The primary endpoint was the between-group difference in the proportion of time spent in the target glucose range of 3·9–10·0 mmol/L (70–180 mg/dL) based on sensor-measured glucose concentrations during the 12-week free-living phase. Secondary endpoints included HbA1c concentration at 12 weeks; the mean (SD) and coefficient of variation of sensor-measured glucose concentrations over the 12-week study period; percentage of time with glucose concentrations in hypoglycaemia (<3·9 mmol/L, <3·5 mmol/L, and <2·8 mmol/L) and hyperglycaemic (>10·0 mmol/L and >16·7 mmol/L); the area under the curve below 3·5 mmol/L; insulin requirements (total, basal, and bolus); bodyweight; and participant and parent PedsQL score. A subset of endpoints, to restrict multiple comparisons, including the proportion of time spent in the glucose target range of 3·9–10·0 mmol/L, the percentage of time with glucose concentrations of less than 3·5 mmol/L, and the mean (SD) sensor-measured glucose concentration, was assessed during the day (0800 h to 2359 h) and night (2400 h to 0759 h). The utility analysis assessed the amount of sensor-measured glucose use in both study groups, and the amount of closed-loop system use in the closed-loop group.

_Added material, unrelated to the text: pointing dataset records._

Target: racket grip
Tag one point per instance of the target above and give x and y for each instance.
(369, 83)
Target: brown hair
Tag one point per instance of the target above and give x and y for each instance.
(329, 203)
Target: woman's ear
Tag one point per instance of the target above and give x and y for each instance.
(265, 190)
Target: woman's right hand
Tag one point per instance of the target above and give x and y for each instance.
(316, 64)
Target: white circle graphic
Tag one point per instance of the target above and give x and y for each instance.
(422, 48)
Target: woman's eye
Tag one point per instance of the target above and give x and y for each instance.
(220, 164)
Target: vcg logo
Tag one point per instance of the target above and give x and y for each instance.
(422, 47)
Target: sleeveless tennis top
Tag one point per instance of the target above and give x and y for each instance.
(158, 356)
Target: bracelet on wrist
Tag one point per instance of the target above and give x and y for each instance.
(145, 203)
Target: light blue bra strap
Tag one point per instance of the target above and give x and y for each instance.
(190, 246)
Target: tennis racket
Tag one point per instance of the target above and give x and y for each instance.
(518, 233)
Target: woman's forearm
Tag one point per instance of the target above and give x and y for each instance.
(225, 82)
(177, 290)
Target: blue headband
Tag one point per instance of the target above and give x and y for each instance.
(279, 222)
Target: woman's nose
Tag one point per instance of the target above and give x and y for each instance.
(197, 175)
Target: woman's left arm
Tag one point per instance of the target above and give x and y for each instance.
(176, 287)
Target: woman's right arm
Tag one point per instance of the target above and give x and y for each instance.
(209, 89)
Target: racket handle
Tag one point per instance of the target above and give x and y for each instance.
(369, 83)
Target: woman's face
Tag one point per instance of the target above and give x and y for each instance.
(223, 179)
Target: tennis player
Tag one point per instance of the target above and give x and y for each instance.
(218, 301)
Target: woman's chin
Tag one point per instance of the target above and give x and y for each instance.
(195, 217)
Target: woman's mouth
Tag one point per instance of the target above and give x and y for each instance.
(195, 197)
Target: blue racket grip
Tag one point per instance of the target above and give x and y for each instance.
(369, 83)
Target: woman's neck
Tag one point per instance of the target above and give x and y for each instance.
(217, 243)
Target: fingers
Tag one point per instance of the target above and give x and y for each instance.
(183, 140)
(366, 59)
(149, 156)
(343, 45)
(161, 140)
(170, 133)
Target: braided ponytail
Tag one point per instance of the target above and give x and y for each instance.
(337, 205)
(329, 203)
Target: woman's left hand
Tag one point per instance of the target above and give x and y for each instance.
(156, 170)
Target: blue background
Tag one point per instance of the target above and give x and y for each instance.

The safety analysis assessed the frequency of severe hypoglycaemic episodes, frequency of severe hyperglycaemia (capillary blood glucose >16·7 mmol/L) with substantial ketosis (plasma ketones >0·6 mmol/L), and nature and severity of other adverse events, including diabetic ketoacidosis.

Statistical analysis

On the basis of previous day-and-night closed-loop studies,9, 15 and an estimate of 10 percentage points (SD 14·5) improvement in time when glucose is within target range, 76 participants were required to achieve 85% power and an α level of 0·05 (two-tailed t test). 84 participants were planned to be randomly assigned to allow for dropouts.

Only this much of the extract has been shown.